Some experts doubted whether such a declaration would help, arguing that the disease was not severe enough to warrant attention and that rich countries fighting monkeypox already had the funds to do so; most people recover without needing medical attention, although the lesions may be painful.
“I think it would be better to be proactive and overreact to the problem rather than waiting to react when it’s too late,” Head said. He added that the WHO’s emergency declaration could help donors such as the World Bank provide funds to stop outbreaks both in the West and in Africa, where animals are the likely natural reservoir of monkeypox.
In the US, some experts speculate whether monkeypox may be on the verge of becoming an established sexually transmitted disease in the country, like gonorrhea, herpes and HIV.
“Ultimately, we’re seeing a shift in the epidemiology of monkeypox where there’s now widespread, unexpected transmission,” said Dr. Albert Ko, a professor of public health and epidemiology at Yale University. “There are some genetic mutations in the virus that suggest why this might be happening, but we need a globally coordinated response to bring it under control,” he said.
Ko called for testing to be immediately ramped up, saying that, like in the early days of COVID-19, there were significant gaps in surveillance.

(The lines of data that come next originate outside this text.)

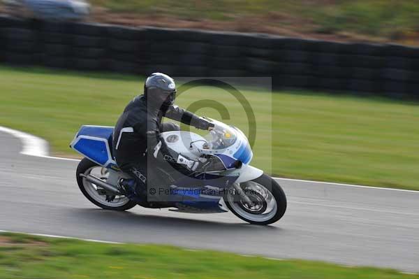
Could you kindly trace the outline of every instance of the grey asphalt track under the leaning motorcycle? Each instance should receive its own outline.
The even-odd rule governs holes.
[[[419,192],[279,180],[288,210],[267,227],[231,213],[140,207],[118,213],[82,196],[75,183],[78,162],[22,155],[22,148],[19,139],[0,132],[2,230],[419,272]]]

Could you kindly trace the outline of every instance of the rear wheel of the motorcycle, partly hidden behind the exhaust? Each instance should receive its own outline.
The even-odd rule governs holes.
[[[137,203],[131,201],[126,196],[107,195],[104,189],[90,183],[86,180],[86,178],[80,176],[80,173],[86,176],[91,174],[97,178],[106,180],[109,175],[108,170],[103,168],[103,166],[99,166],[95,162],[91,162],[87,158],[83,158],[78,164],[75,175],[80,191],[82,191],[84,196],[86,196],[89,201],[96,204],[96,206],[103,209],[124,211],[137,205]]]

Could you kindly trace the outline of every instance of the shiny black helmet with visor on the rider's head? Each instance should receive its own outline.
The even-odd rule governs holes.
[[[167,109],[175,103],[175,80],[164,73],[152,73],[145,80],[144,95],[150,103],[156,104],[162,109]]]

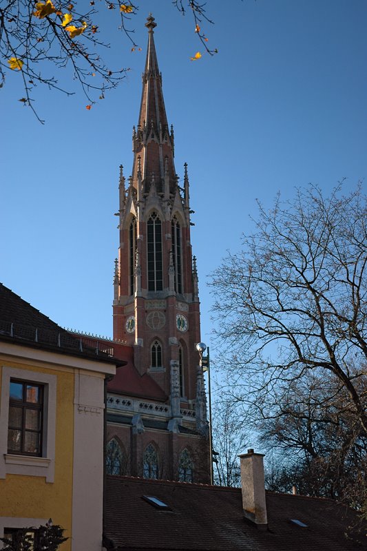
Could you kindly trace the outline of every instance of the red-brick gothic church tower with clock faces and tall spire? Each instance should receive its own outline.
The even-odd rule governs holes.
[[[144,382],[147,392],[153,388],[148,388],[149,380],[159,389],[160,399],[165,400],[162,408],[153,402],[136,406],[140,410],[132,419],[134,437],[160,422],[165,412],[166,433],[176,435],[176,444],[170,444],[170,461],[178,457],[180,450],[196,448],[201,454],[201,472],[205,472],[198,481],[207,481],[208,425],[204,380],[196,350],[200,342],[200,304],[196,258],[191,251],[189,176],[186,163],[183,179],[176,174],[174,129],[167,121],[154,44],[156,22],[151,14],[145,26],[149,38],[140,112],[132,134],[132,176],[126,180],[120,167],[114,340],[134,351],[134,369],[140,377],[135,388],[140,389],[140,395],[144,392],[140,382]],[[118,377],[123,385],[123,368],[120,371]],[[122,391],[117,382],[109,386],[107,406],[111,411],[122,408],[116,398],[116,392]],[[149,412],[156,412],[157,416],[159,413],[160,417],[148,419]],[[116,415],[109,418],[117,419]],[[157,442],[164,437],[156,434],[155,438]],[[186,441],[188,448],[185,438],[190,440],[189,444]],[[135,449],[138,447],[136,444]],[[139,463],[138,451],[134,453]],[[167,476],[176,477],[178,468],[172,468],[172,472],[176,475]]]

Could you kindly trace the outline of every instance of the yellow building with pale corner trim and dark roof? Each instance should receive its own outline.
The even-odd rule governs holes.
[[[125,363],[112,353],[0,284],[0,537],[52,518],[61,550],[101,551],[105,380]]]

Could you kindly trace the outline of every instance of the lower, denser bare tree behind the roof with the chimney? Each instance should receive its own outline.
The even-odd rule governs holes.
[[[273,418],[259,427],[262,446],[275,452],[269,489],[289,492],[294,485],[364,508],[367,437],[348,402],[345,388],[324,373],[307,373],[279,393]]]

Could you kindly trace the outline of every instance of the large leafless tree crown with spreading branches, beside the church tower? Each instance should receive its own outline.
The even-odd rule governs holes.
[[[233,396],[271,418],[280,389],[314,372],[367,435],[366,196],[339,185],[325,198],[310,185],[259,209],[257,230],[211,282]]]

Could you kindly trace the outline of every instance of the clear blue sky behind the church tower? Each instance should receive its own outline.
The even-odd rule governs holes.
[[[354,187],[367,176],[367,3],[208,0],[215,25],[202,28],[219,53],[190,62],[202,49],[189,14],[169,0],[136,1],[132,26],[143,52],[130,52],[106,10],[106,57],[131,71],[89,112],[73,82],[69,98],[39,87],[42,126],[18,101],[19,74],[8,72],[0,90],[0,281],[62,326],[112,335],[118,165],[129,176],[151,11],[180,176],[189,164],[202,340],[210,344],[207,275],[251,229],[255,198],[270,207],[278,190],[288,198],[312,182],[327,192],[343,177]]]

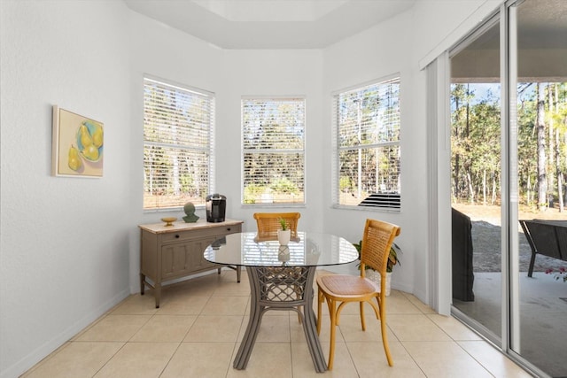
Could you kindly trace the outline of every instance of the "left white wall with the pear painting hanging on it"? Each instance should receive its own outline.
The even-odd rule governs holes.
[[[128,10],[1,1],[0,375],[128,296]],[[104,176],[50,175],[51,105],[105,124]]]

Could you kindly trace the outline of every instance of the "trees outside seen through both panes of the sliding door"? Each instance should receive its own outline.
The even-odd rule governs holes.
[[[496,84],[451,87],[451,192],[454,202],[501,204],[501,104]],[[534,209],[565,202],[567,83],[517,89],[519,202]]]

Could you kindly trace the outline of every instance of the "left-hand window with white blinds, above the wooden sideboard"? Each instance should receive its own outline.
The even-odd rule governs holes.
[[[214,96],[144,78],[144,209],[213,193]]]

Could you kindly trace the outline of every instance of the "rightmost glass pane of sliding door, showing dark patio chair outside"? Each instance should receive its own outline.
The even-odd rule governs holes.
[[[551,376],[567,376],[567,2],[517,7],[519,325],[511,346]],[[537,251],[537,254],[532,254]],[[514,251],[513,251],[514,253]],[[514,289],[514,288],[513,288]]]

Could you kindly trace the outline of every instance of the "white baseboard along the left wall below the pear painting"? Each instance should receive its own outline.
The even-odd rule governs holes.
[[[31,351],[27,356],[20,359],[18,362],[12,366],[8,366],[3,372],[0,373],[0,378],[17,378],[19,375],[24,374],[35,366],[42,359],[45,359],[53,351],[56,351],[61,345],[69,341],[73,336],[77,335],[82,329],[89,326],[90,323],[100,318],[105,312],[113,308],[113,306],[118,305],[124,298],[130,295],[128,289],[120,291],[110,300],[106,301],[105,304],[99,306],[97,310],[89,313],[87,316],[83,317],[81,320],[74,322],[69,328],[58,336],[53,337],[46,343],[43,343],[34,351]]]

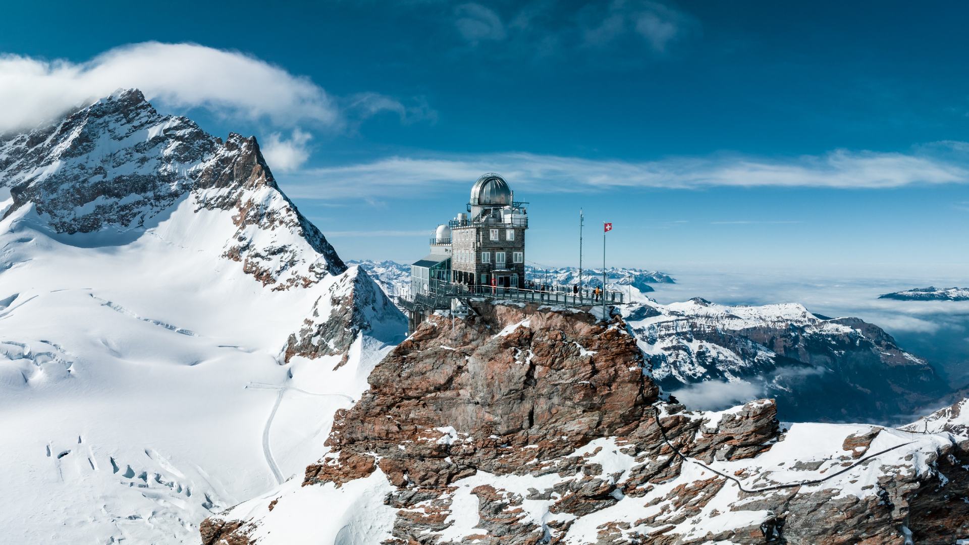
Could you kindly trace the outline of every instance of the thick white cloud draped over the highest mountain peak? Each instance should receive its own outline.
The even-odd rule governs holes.
[[[340,99],[309,78],[245,53],[145,42],[113,48],[81,63],[0,54],[0,133],[32,128],[118,88],[132,87],[149,101],[174,109],[205,108],[287,128],[340,129],[348,117],[355,121],[391,111],[403,118],[409,112],[377,93],[363,93],[366,109],[344,112]]]

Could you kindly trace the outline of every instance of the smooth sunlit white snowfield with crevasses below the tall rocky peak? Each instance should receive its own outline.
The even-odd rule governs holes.
[[[193,198],[112,236],[55,235],[32,207],[0,222],[0,541],[197,543],[326,452],[390,349],[281,365],[340,277],[271,291],[220,257],[232,213]]]

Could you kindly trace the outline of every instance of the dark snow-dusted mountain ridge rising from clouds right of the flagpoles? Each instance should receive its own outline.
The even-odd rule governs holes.
[[[684,400],[746,385],[777,399],[785,420],[884,422],[948,393],[931,365],[858,318],[702,299],[632,305],[623,315],[653,379]]]

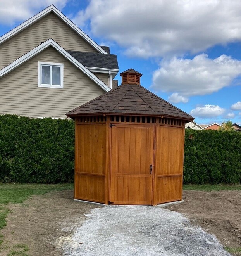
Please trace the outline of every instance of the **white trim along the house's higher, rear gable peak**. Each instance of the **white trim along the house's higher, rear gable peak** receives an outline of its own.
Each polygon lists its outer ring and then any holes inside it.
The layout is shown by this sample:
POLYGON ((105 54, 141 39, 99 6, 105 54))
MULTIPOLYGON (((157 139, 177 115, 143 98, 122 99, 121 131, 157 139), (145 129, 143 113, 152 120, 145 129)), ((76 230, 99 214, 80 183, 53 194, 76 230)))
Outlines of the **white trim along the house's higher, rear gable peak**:
POLYGON ((41 17, 53 12, 56 14, 62 21, 64 21, 70 28, 72 28, 78 35, 84 38, 91 46, 93 46, 98 52, 107 54, 105 50, 103 50, 95 41, 93 41, 86 33, 84 33, 81 29, 79 29, 70 19, 68 19, 62 12, 60 12, 54 5, 50 5, 46 9, 42 10, 38 14, 34 15, 30 19, 24 21, 22 24, 17 26, 16 28, 10 30, 8 33, 0 37, 0 44, 5 42, 10 37, 14 36, 15 34, 19 33, 26 27, 30 26, 32 23, 41 19, 41 17))

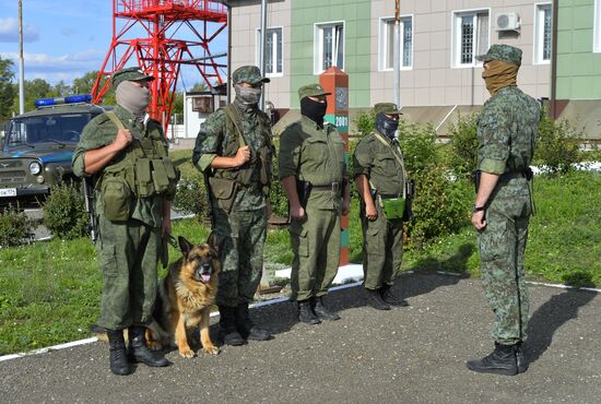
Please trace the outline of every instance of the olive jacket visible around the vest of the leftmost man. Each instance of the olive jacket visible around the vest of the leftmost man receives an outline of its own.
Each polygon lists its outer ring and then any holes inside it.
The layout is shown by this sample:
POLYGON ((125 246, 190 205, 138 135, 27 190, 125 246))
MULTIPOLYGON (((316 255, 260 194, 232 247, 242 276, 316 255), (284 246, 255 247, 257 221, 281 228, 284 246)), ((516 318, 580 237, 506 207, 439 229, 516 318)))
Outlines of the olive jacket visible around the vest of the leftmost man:
MULTIPOLYGON (((165 139, 163 134, 163 128, 161 127, 161 123, 155 121, 154 119, 149 119, 145 121, 145 123, 137 123, 134 120, 133 115, 121 107, 120 105, 117 105, 114 109, 115 115, 121 123, 126 127, 126 129, 129 129, 134 138, 142 139, 145 136, 160 136, 160 139, 165 139)), ((92 119, 85 128, 83 128, 80 142, 78 143, 78 146, 75 147, 75 152, 73 153, 73 173, 79 176, 89 176, 85 174, 84 170, 84 162, 83 156, 85 152, 89 150, 104 147, 108 144, 110 144, 115 136, 117 135, 117 126, 113 123, 110 118, 106 116, 106 114, 102 114, 97 116, 96 118, 92 119)), ((168 150, 167 142, 165 140, 165 150, 168 150)), ((121 151, 120 153, 117 153, 117 155, 113 158, 111 162, 107 164, 107 166, 113 165, 117 163, 118 161, 122 159, 125 157, 126 150, 121 151)), ((98 177, 102 175, 102 170, 95 175, 95 177, 98 177)), ((102 198, 99 198, 99 190, 96 187, 95 191, 95 209, 96 212, 104 212, 104 204, 102 201, 102 198)), ((151 198, 140 198, 140 199, 132 199, 131 201, 133 207, 130 210, 132 212, 131 217, 139 219, 149 226, 158 227, 161 226, 161 223, 163 221, 163 198, 162 197, 151 197, 151 198)))

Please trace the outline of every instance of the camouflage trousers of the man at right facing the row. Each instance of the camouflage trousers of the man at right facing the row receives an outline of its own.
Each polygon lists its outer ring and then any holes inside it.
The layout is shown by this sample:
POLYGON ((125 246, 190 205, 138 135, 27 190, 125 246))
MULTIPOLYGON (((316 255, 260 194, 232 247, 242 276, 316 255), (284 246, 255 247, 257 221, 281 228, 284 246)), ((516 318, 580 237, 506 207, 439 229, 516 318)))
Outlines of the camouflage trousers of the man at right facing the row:
POLYGON ((511 345, 526 337, 529 297, 523 254, 531 214, 528 193, 500 189, 486 211, 486 227, 479 233, 482 285, 495 321, 491 336, 511 345))

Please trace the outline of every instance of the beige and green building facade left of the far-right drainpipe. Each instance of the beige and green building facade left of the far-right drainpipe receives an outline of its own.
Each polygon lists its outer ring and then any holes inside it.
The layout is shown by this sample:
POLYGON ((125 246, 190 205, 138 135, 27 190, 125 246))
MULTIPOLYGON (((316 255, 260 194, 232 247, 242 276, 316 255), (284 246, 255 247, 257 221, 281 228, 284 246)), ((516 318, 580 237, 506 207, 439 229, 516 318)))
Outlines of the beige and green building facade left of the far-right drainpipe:
MULTIPOLYGON (((521 48, 518 84, 533 97, 550 96, 551 1, 400 4, 400 97, 410 119, 439 128, 451 111, 482 106, 488 93, 475 56, 493 44, 521 48)), ((232 69, 259 64, 261 2, 231 5, 232 69)), ((269 1, 266 72, 271 83, 266 99, 276 108, 296 109, 296 90, 337 66, 349 74, 351 109, 392 100, 393 17, 393 0, 269 1)))

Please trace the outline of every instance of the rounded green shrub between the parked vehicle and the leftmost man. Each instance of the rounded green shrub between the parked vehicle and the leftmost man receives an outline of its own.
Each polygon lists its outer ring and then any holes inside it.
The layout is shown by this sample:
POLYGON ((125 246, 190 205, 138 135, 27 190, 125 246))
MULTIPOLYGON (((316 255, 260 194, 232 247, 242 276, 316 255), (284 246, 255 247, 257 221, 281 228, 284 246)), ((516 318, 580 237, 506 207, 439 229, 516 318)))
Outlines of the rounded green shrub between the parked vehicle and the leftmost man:
POLYGON ((54 236, 71 240, 87 233, 89 217, 79 183, 59 182, 50 187, 44 203, 44 225, 54 236))

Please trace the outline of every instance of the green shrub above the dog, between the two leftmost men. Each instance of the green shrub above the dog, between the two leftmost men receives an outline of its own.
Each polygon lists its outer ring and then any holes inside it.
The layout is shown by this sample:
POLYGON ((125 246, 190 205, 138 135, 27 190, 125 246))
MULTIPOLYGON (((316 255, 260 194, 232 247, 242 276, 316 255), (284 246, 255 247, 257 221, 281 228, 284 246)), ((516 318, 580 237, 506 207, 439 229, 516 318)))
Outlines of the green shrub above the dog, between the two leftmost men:
POLYGON ((204 179, 199 174, 182 175, 177 183, 173 207, 199 219, 209 217, 209 200, 204 179))

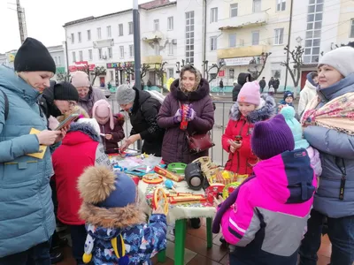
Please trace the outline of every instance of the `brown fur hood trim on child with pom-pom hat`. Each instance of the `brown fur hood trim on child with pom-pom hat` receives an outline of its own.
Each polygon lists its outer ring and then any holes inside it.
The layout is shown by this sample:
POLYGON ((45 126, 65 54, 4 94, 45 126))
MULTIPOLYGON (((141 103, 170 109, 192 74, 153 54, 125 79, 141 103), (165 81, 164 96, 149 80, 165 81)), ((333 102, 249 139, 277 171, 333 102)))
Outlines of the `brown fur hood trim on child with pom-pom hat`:
POLYGON ((105 229, 115 229, 118 234, 129 226, 146 222, 142 208, 134 204, 129 204, 123 208, 101 208, 83 202, 79 210, 79 216, 86 223, 105 229))

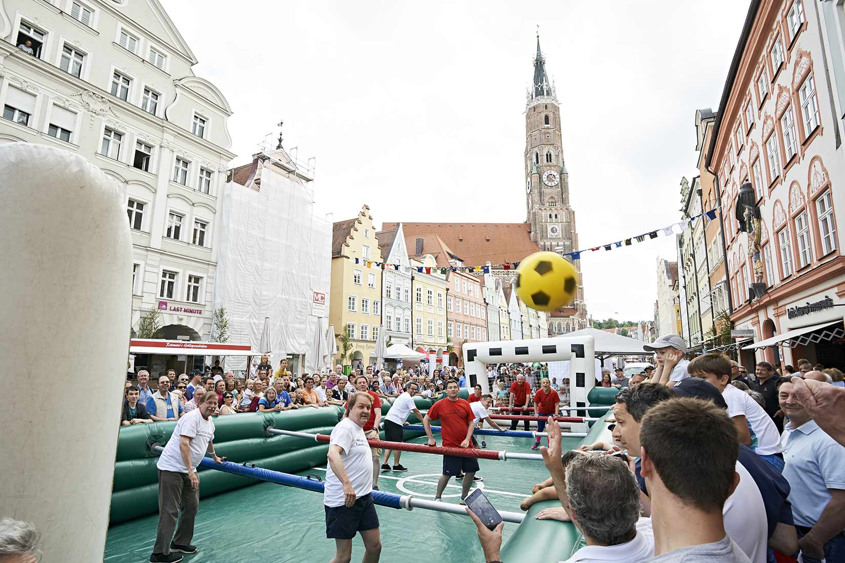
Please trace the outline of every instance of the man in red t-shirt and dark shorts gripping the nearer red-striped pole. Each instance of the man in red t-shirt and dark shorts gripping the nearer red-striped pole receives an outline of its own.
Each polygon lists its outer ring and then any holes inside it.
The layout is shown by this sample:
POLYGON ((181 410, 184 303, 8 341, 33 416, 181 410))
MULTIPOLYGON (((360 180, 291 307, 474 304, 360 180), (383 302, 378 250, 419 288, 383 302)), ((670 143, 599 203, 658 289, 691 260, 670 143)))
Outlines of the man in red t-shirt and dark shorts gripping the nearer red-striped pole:
MULTIPOLYGON (((429 446, 437 446, 437 441, 431 433, 431 421, 440 420, 443 447, 470 447, 472 430, 475 428, 475 415, 472 414, 470 403, 458 398, 458 389, 458 382, 451 379, 446 384, 446 397, 434 403, 423 418, 429 446)), ((434 500, 440 500, 440 495, 443 495, 450 477, 464 474, 464 480, 461 483, 461 504, 465 504, 464 499, 470 492, 472 478, 475 477, 477 470, 478 460, 475 457, 444 456, 443 474, 437 482, 437 495, 434 496, 434 500)))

“The cases we’re seeing are just the tip of the iceberg,” he said. “The window is probably closed for us to quickly stop the outbreaks in Europe and the US, but it is not too late to stop monkeypox causing massive damage to poorer countries without the resources to deal with it.”
In the US, some experts speculate that monkeypox could establish itself there as the latest sexually transmitted disease, with officials estimating that 1.5 million men are at high risk of infection.
Dr Placide Mbala, a virologist who heads the global health division at Congo’s National Biomedical Research Institute, said he hoped any global effort to stop monkeypox would be fair. Although countries including Britain, Canada, Germany and the US have ordered millions of doses of vaccine, none has gone to Africa.
“The solution must be global,” Mbala said, adding that any vaccines sent to Africa would be used to target those at highest risk, such as hunters in rural areas.
“Vaccination in the West may help stop the epidemic there, but there will still be cases in Africa,” he said. “If the problem is not solved here, the risk to the rest of the world will remain.”